Well, all these heart warming memories came flooding back to me the other day, while I was driving the busy California I-15 listening to talk radio. The radio host was interviewing Barbara Melera, the owner of the D. Landreth Seed Company, an heirloom seed company known as the “Oldest Seed House In America.” They were talking seeds, and gardening, and also about how there was a very real possibility that this historic company, established in 1784, could be out of business by the end of the month.
Do I really care, I thought? (Remember, I’m not the gardener in the family.) I listened as she shared the importance of preserving heirloom seeds. I thought about the debate raging over genetically-engineered plants and how we’re splicing and dicing seeds into unrecognizable species that could benefit the world’s burgeoning population, but may also cause irreparable harm to our farm and food system in the future. Yes, that concerns me.
I thought about the passion she and others share for preserving a piece of history through the maintenance of these seed lines. Yeah, my antennae was hovering a bit higher now.
But then, Ms. Melera shared a little-known fact about her company. She explained, “Many people don’t know that the very first zinnia seed was offered to the United States by the D. Landreth Seed Company back in 1798, over two hundred years ago.” Okay! Enough! You had me at “zinnia!”
I know the world is changing and sometimes small companies are unable to grow and thrive in this competitive big box culture. I’m sad that newspapers may not be around someday to read on Sunday mornings. My father wrote for a newspaper for over forty years. And I am upset that I may not be reading books with pages that turn to my grandchildren. But the threat of losing the historical path of the zinnia to some massive seed conglomerate hits me hard and deep in that space right behind the breastbone, where memories and feelings and love all live together and make this life the gift that it is.
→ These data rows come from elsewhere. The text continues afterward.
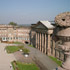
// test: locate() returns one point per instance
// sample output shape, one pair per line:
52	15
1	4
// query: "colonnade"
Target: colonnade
43	42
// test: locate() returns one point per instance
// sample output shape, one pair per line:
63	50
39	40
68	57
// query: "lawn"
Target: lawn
56	60
25	66
12	49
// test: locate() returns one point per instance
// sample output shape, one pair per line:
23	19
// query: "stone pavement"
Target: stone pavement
5	59
42	59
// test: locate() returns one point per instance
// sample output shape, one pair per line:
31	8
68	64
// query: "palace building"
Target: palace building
9	33
43	38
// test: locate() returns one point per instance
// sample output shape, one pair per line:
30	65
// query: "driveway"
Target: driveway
41	59
5	59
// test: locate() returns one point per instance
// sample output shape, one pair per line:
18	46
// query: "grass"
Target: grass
24	66
12	49
56	60
18	43
31	46
25	50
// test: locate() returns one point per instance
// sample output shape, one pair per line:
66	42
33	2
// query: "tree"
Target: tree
13	23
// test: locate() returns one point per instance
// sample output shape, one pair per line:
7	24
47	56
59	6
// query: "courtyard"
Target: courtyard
35	57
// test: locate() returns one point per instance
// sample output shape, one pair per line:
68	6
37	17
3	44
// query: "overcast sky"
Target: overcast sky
31	11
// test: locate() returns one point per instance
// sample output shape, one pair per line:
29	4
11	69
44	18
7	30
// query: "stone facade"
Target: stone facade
9	33
43	38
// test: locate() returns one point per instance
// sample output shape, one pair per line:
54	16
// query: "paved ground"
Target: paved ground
42	59
5	59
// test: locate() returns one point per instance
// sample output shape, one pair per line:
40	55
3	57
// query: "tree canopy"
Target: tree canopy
13	23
Ms. Melera is trying to save her company one five dollar seed catalog at a time. She knows it’s a longshot, and perhaps it is. But I went online this morning to do my part. I ordered six catalogs. One for my husband, one for each of his three sisters, one for my dad, and one that I will give as a gift in memory of my father-in-law. Each of these people, in their own unique way, taught me about flower power.
And I bought zinnias.
I went for the “Olde Fashion” collection because, as you may have guessed, that’s sort of what I am. It also crossed my mind, that if I buy Ms. Melera’s seeds and share them with my dad, the zinnia flowers blooming in our garden, will be cousins to the one’s blooming in his, three thousand miles away. And because of that, when I feel that soft spot in my husband’s heart bursting forth from all those brilliant colors of that zany zinnia rainbow, I will also be feeling my dad’s.
Feel good. Be well. Meg
Zinnias have always been my favorite flower in the garden. I think because they’re so simple, and just showy enough–not overly boastful of their beauty. What’s your favorite flower and can you pinpoint why?
. . . or try this week’s wellness prompt on your own:
Wellness Prompt: Writing this essay led me to discover a common thread that connected the important men in my life . . . something I had never considered until I saw the story forming on the page. Why not write about the dads in your life for a few minutes and see where it takes you? Don’t be afraid if everything doesn’t come up roses. Writing can be healing too. 10-minute write . . . go!